In December 2023, the Indian stock market demonstrated a noteworthy bounce-back and expansion, outdoing many of its international rivals. The upsurge include the recent massive electoral victory of the ruling party and the impending announcement of the Union Budget for FY 2024-25, creating a wave of optimism among investors.
New Delhi: The Indian stock market has remained on a high in December 2023, carrying forward the positive wave from the previous month. Even amid local and global challenges, the market has grown resilient and robust, surpassing many of its global contemporaries. This piece discusses what has fueled this success and how the forthcoming Union Budget for FY 2024–25 could further stimulate this growth.
Factors Behind Rise Of Indian Stock Market
A major factor shaping the Indian stock market is the recent electoral sweep by the governing party, the BJP, across Rajasthan, Madhya Pradesh, and Chhattisgarh. This political triumph has bolstered investor confidence, promising a positive effect on the market. The government’s commitment to bettering infrastructure, energy, and urban development also contributes to market growth projections.
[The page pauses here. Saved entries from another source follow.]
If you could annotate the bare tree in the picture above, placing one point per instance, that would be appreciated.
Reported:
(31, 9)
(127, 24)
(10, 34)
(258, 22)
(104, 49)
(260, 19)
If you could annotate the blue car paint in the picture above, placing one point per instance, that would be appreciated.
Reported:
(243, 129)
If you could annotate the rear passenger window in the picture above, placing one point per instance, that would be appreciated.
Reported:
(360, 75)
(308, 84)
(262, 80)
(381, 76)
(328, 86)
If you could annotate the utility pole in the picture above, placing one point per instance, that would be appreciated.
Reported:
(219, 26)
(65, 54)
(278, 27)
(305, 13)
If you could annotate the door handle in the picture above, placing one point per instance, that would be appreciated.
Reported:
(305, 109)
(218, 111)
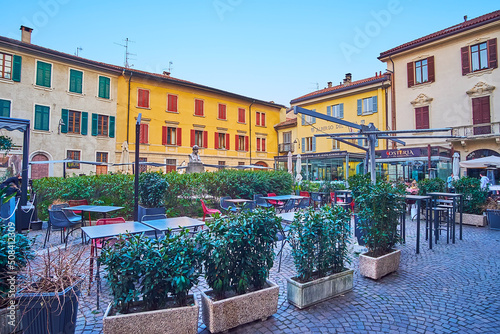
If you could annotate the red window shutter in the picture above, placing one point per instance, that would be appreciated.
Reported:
(164, 135)
(465, 60)
(492, 53)
(411, 75)
(179, 137)
(430, 68)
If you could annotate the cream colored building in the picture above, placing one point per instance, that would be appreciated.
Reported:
(450, 79)
(70, 101)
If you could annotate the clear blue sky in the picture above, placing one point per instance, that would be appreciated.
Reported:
(269, 50)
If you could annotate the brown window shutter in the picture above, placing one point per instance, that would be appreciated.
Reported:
(179, 137)
(411, 75)
(164, 135)
(492, 53)
(430, 64)
(465, 60)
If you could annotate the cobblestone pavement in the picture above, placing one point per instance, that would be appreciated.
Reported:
(453, 288)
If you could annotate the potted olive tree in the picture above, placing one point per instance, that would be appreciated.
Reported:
(152, 188)
(150, 282)
(380, 206)
(238, 253)
(319, 240)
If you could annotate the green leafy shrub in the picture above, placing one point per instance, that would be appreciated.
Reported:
(238, 251)
(473, 196)
(380, 206)
(152, 189)
(319, 240)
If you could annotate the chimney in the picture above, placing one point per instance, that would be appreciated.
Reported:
(26, 34)
(348, 78)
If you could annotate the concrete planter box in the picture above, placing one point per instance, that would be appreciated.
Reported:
(470, 219)
(306, 294)
(377, 267)
(178, 320)
(231, 312)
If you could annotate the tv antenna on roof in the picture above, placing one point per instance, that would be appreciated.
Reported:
(127, 54)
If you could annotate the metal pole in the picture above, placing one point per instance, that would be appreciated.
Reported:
(136, 164)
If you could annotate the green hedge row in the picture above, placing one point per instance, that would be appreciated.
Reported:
(182, 195)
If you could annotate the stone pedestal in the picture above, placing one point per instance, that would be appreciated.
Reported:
(195, 167)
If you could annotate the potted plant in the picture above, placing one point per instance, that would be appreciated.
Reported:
(15, 251)
(380, 206)
(150, 282)
(319, 240)
(238, 253)
(152, 188)
(49, 291)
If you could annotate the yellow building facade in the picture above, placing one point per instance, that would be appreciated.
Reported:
(229, 129)
(361, 102)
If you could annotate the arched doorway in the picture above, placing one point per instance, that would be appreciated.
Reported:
(39, 171)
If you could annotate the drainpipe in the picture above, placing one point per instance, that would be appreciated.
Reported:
(393, 99)
(250, 126)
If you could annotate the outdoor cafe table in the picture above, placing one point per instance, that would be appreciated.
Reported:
(107, 231)
(457, 206)
(175, 223)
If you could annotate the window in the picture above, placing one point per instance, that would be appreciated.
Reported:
(260, 118)
(200, 138)
(198, 107)
(171, 165)
(172, 103)
(73, 155)
(143, 98)
(422, 118)
(222, 140)
(261, 144)
(5, 108)
(241, 115)
(171, 136)
(75, 81)
(43, 74)
(222, 111)
(42, 114)
(74, 120)
(5, 66)
(104, 87)
(421, 71)
(144, 134)
(479, 56)
(367, 106)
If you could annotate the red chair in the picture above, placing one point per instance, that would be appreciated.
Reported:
(273, 202)
(76, 202)
(98, 243)
(207, 211)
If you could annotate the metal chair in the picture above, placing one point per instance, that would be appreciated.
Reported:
(227, 206)
(260, 201)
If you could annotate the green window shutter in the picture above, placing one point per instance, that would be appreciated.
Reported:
(4, 108)
(111, 127)
(16, 68)
(95, 118)
(75, 81)
(85, 123)
(64, 116)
Moreover, the center is likely to reduce petrol and diesel prices ahead of the Lok Sabha polls that are to take place next year. The prices of crude oil have come down in the international market and this is expected to bring down the prices of petrol and diesel in the domestic market of the nation.
Union Budget 24–25 And Stock Market Growth
The interim budget for FY 2024–25 is a much-awaited event for the Indian stock market. Predicted to unveil growth-fueling measures, it could further stretch the market’s positive performance. Deloitte India speculates that the budget may funnel funds into enhancing the port and shipping sector, green energy, and urban infrastructure. Likely to draw increased capital spending, these investments could restore vitality to the market.
Moreover, the government’s strategy to reroute savings from subsidies to spending aimed at sustainable income growth among rural households may revitalize the rural economy’s disposable income. This, in turn, could positively ripple across various stock market sectors.
Considering economic expansion, India has already registered a 7.8 percent growth rate in the initial quarter. Deloitte India revised its growth forecast, predicting a range of 6.5 to 6.8 percent for FY24, further bolstering the stock market’s potential, as per a report in the Mint.
Union Budget for FY 2024–25: Expectations
The Union Budget for FY 2024–25 will likely play a pivotal role in preserving and boosting market growth in the coming fiscal year. Investors and market players are eagerly anticipating the budget reveal to understand the government’s future plans and policies. With its spotlight focused on sectors like infrastructure, energy, and rural development, the budget could encourage investment and pave the way for growth opportunities.
In sum, the Indian stock market has exhibited remarkable resilience and growth in December 2023. The political victories, along with the expected measures in the Union Budget, have primed the market for even greater success in FY 2024–25. Investors and stakeholders are keenly awaiting the budget announcement in anticipation of capitalizing on the potential opportunities on offer.